The present church is of stone; the first upon the premises; and perhaps the oldest building in these parts.
As the country does not produce stone of a lasting texture, and as the rough blasts of 900 years, had made inroads upon the fabric, it was thought necessary, in 1690, to case both church and steeple with brick, except the spire, which is an elegant one. The bricks and the workmanship are excellent.
Though the fabric is not void of beauty, yet being closely surrounded with houses, which destroy the medium of view, that beauty is totally hid.

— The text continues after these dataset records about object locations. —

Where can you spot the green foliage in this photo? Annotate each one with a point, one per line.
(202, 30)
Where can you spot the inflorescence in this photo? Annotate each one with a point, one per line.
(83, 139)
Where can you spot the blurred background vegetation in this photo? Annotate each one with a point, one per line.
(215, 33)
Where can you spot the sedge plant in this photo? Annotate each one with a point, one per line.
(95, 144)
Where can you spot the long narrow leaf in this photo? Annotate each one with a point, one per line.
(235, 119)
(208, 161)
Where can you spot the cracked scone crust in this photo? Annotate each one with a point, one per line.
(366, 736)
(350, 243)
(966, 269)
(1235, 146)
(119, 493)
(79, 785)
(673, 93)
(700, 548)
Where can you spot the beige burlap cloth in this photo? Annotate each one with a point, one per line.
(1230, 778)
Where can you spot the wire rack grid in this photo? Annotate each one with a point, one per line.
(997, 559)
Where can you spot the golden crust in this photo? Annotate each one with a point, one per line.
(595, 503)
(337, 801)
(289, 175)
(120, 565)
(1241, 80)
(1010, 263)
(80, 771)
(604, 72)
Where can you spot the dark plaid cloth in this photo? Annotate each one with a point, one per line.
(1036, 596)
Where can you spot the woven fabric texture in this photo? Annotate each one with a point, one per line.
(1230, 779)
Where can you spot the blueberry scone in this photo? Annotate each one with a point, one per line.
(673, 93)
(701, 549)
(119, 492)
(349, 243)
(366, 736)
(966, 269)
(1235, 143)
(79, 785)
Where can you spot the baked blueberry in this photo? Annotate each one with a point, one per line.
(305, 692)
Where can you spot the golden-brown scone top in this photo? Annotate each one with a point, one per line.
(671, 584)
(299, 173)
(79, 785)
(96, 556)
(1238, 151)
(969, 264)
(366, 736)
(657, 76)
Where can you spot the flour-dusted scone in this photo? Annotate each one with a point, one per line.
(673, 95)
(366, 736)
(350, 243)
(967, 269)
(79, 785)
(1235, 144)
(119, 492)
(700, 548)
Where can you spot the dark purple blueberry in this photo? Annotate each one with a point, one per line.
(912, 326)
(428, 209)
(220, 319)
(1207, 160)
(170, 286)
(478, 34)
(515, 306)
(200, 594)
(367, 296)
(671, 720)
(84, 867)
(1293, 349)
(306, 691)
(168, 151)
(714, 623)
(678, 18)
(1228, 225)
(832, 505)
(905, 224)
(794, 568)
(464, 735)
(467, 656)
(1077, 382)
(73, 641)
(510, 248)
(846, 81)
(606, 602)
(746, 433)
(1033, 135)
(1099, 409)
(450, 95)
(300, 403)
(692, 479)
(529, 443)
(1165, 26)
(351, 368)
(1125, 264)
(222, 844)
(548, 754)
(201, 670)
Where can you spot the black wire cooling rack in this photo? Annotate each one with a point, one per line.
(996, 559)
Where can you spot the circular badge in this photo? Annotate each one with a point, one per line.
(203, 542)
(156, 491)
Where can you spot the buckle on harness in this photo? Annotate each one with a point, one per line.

The steeple has, within memory, been three times injured by lightning. Forty feet of the spire, in a decayed state, was taken down and rebuilt in 1781, with stone from Attleborough, near Nuneaton; and strengthened by a spindle of iron, running up its centre 105 feet long, secured to the side walls every ten feet, by braces—the expence, 165_l_. 16s.
Inclosed is a ring of twelve musical bells, and though I am not master of the bob major and tripple-grandfire, yet am well informed, the ringers are masters of the bell-rope: but to excel in Birmingham is not new.
The seats in the church would disgrace a meaner parish than that of Birmingham; one should be tempted to think, they are the first ever erected upon the spot, without taste or order: the timber is become hard with age, and to the honour of the inhabitants, bright with use. Each sitting is a private freehold, and is farther disgraced, like the coffin of a pauper, with the paltry initials of the owner’s name. These divine abodes are secured with the coarse padlocks of a field gate.
By an attentive survey of the seats, we plainly discover the increasing population of Birmingham. When the church was erected, there was doubtless sufficient room for the inhabitants, and it was probably the only place for public worship during 800 years: as the town increased, gallery after gallery was erected, ’till no conveniency was found for more. Invention was afterwards exerted to augment the number of sittings; every recess capable only of admitting the body of an infant, was converted into a seat, which indicates, the continual increase of people, and, that a spirit of devotion was prevalent among them.
The floor of the church is greatly injured by internment, as is also the light, by the near approach of the buildings, notwithstanding, in 1733, the middle roof of the chancel was taken off, and the side walls raised about nine feet, to admit a double range of windows.
Dugdale, who wrote in 1640, gives us twenty-two drawings of the arms, in the windows, of those gentry who had connection with Birmingham.